Korormicin insensitivity in Vibrio alginolyticus is correlated with a single point mutation of Gly-140 in the NqrB subunit of the Na(+)-translocating NADH-quinone reductase.

Na(+)-translocating NADH-quinone reductase (NQR) from the marine Vibrio alginolyticus is strongly inhibited by a new antibiotic korormicin. Korormicin specifically inhibits the Na(+)-dependent reaction of the NQR complex and acts as a purely non-competitive inhibitor for Q-1 with the inhibitor constant of 82 pM. Korormicin-resistant mutants were isolated from V. alginolyticus and the NQR complex was purified from a mutant KR2. Similar to 2-n-heptyl-4-hydroxyquinoline N-oxide (HQNO), korormicin acted as a purely noncompetitive inhibitor to the NQR complex from the mutant KR2, but the inhibitor constant increased to 8 microM, which is 10(5)-fold higher than that of the wild-type NQR complex. The inhibitor constant of HQNO, however, was only slightly affected by the acquisition of korormicin resistance.
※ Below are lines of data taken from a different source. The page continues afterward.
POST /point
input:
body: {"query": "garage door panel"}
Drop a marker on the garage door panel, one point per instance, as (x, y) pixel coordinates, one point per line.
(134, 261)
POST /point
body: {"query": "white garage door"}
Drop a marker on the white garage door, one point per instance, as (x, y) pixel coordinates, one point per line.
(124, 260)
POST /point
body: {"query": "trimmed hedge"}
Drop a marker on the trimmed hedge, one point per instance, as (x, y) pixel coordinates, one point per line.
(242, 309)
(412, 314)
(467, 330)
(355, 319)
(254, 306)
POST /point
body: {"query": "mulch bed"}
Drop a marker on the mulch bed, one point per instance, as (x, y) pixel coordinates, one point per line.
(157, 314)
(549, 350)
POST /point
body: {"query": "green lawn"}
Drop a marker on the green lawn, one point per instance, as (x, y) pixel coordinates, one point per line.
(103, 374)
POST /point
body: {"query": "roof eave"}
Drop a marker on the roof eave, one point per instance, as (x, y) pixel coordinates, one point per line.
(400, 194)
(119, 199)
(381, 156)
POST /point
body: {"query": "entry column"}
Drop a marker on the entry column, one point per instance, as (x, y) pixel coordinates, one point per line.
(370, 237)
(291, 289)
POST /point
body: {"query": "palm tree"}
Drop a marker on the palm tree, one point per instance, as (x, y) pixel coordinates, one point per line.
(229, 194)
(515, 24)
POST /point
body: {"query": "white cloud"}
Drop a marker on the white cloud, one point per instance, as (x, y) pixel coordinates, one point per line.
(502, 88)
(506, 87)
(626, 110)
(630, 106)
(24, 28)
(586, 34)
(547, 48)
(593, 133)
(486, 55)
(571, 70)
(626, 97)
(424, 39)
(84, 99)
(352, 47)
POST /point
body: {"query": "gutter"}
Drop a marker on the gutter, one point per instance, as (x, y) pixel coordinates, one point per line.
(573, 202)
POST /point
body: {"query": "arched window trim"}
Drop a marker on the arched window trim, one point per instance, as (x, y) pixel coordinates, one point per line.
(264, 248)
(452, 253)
The spontaneous mutation was caused by a single mutation of G-422 to T-422 in the nucleotide sequence of the nqrB gene, which resulted in the conversion of Gly-140 to Val-140. Thus, Gly-140 seems to play an important role for the binding of korormicin to the NqrB subunit. The fact that korormicin is a purely noncompetitive inhibitor for Q-1 strongly supports the presence of one of Q-1 binding sites in the NqrB subunit, which also has a covalently bound FMN at Thr-235. (c) 2002 Elsevier Science (USA).